Listen, I wanted to say to my friend. Just because I worried about the water quality while still in the womb, doesn’t mean that she shouldn’t swim!

Before I lost her, it had seemed to me that I had done everything I could to teach her how to live safely in a city. Just because you know your neighborhood, doesn’t mean it’s safe, I told her. Never linger in your apartment lobby. If an elevator opens, and a man is inside alone, don’t get on. Wear your seat belt, even if you’re just driving around the corner. Get out of your car if it breaks down on the highway.

But did I worry?

“Mom-mee?” she called out to me in a little voice, the day before our dusk adventure on the Strand. “I need to make a doody!”

The circuit between my amygdala and prefrontal cortex reverberated wildly. This is who I’m leaving alone in Los Angeles? I thought.

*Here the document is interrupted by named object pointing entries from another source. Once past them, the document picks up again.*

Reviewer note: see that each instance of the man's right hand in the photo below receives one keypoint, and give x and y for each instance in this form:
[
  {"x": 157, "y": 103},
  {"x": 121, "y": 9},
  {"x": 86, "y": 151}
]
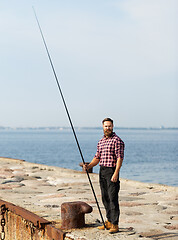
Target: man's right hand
[{"x": 85, "y": 167}]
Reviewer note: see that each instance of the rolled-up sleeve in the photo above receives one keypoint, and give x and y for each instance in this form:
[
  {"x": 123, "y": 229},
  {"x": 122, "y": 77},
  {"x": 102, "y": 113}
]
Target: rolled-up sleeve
[{"x": 119, "y": 149}]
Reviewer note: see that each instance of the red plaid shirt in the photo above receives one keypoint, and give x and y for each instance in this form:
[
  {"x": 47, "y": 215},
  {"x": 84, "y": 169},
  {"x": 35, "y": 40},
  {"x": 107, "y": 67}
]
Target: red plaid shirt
[{"x": 109, "y": 150}]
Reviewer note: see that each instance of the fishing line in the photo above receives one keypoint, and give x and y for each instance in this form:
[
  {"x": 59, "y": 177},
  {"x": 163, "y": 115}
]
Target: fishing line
[{"x": 67, "y": 111}]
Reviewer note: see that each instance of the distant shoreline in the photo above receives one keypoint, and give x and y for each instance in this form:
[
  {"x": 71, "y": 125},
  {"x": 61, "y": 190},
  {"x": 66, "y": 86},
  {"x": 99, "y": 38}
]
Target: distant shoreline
[{"x": 83, "y": 128}]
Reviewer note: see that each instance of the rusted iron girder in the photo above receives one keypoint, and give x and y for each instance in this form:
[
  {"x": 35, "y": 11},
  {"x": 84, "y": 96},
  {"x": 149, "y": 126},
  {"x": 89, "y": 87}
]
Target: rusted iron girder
[{"x": 29, "y": 216}]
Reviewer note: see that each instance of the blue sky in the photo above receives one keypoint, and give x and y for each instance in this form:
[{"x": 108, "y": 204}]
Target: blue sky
[{"x": 114, "y": 58}]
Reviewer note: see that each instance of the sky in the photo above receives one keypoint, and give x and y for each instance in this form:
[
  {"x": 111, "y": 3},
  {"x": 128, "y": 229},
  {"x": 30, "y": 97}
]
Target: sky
[{"x": 113, "y": 58}]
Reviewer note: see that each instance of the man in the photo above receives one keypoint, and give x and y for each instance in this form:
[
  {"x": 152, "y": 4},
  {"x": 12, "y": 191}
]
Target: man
[{"x": 109, "y": 155}]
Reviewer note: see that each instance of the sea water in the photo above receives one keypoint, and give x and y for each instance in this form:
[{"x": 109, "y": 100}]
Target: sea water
[{"x": 151, "y": 155}]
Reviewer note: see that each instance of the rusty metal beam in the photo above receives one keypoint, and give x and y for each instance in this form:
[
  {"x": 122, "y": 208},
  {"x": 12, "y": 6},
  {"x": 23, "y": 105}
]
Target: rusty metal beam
[{"x": 27, "y": 215}]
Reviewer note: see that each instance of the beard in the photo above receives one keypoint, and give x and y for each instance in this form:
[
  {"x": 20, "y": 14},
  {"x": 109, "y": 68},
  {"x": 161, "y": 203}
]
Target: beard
[{"x": 108, "y": 133}]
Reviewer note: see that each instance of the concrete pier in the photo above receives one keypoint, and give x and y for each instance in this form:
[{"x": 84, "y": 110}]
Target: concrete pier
[{"x": 148, "y": 211}]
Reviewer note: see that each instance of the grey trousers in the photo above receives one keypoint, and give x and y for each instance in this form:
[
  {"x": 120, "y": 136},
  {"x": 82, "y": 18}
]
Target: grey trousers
[{"x": 109, "y": 192}]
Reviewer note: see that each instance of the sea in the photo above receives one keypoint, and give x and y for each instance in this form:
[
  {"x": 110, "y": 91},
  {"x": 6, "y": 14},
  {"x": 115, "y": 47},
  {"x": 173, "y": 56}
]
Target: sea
[{"x": 151, "y": 155}]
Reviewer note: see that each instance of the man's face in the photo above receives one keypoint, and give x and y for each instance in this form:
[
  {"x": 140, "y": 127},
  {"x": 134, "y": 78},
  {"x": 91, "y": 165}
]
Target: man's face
[{"x": 107, "y": 128}]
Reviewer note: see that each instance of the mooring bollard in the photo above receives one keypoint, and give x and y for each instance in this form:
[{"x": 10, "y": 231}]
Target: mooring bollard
[
  {"x": 89, "y": 170},
  {"x": 73, "y": 214}
]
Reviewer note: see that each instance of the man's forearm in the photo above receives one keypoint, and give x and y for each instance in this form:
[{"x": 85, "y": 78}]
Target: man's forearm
[{"x": 93, "y": 163}]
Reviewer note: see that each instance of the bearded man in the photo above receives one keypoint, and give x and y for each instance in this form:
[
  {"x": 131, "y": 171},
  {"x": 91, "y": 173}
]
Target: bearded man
[{"x": 109, "y": 155}]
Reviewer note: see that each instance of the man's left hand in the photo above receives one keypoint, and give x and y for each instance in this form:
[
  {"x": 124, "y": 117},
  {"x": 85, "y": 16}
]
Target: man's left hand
[{"x": 114, "y": 177}]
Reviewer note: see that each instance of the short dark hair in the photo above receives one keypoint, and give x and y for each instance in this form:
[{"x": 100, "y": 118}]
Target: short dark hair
[{"x": 107, "y": 119}]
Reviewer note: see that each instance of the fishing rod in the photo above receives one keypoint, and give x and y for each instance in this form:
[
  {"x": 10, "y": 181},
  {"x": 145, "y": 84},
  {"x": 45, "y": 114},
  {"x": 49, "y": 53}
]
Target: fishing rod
[{"x": 67, "y": 111}]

In the dark, way down by the marina in Redondo Beach, two towns away from where we had started out, I wondered which police force to call and when.

What Happened Next

I dove into the living room, snatched the glass from between her fingers, clutched her — startled, wiggling — against my pounding heart. I kissed her all over and thanked God and thought how lucky we were that I had seen her before she ate the glass. I blamed myself for being inattentive, because I loved her so deeply, and she was in my care. But I had broken no glass that I could remember. The blanket had just been washed. She was still in my arms, her bald head damp with my tears, when I understood that all danger could not be averted. You blink. You must. One day, in the neighborhood where a child has been abducted, you let your child walk alone. You let her go to school, though asbestos once insulated the pipes. You let her play in the playground, where a child fell off the bars and was brain damaged. You let her sleep at a friend’s house. You let her go out at night. You let her drive. When you open the box, you know that danger is everywhere, no matter how careful you are, and that the only way to be alive is to acknowledge the danger that is real, avoid the obvious hazards, and then move forward.

In truth, none of my argument would hold water if I hadn’t found my daughter that night. But I did, when finally I turned back. She was sitting on the curb by our rental car, unphased, somewhat bored. And I did say, “Wow, I was worried. We should have made better plans.”

And then we unlocked the car, strapped on our seat belts, and turned to each other, ravenous, in synchrony. Worry had sharpened my senses, made me unbearably aware how vulnerable and beloved my daughter was, how much I would miss her, even if, God willing, knock wood, please please, she remained safe in the city.

Our conversation turned intense. Sushi or Chinese? Should we ride around until we found a place or consult our restaurant guide? We were deep in this passionate debate when I took my first deep breath.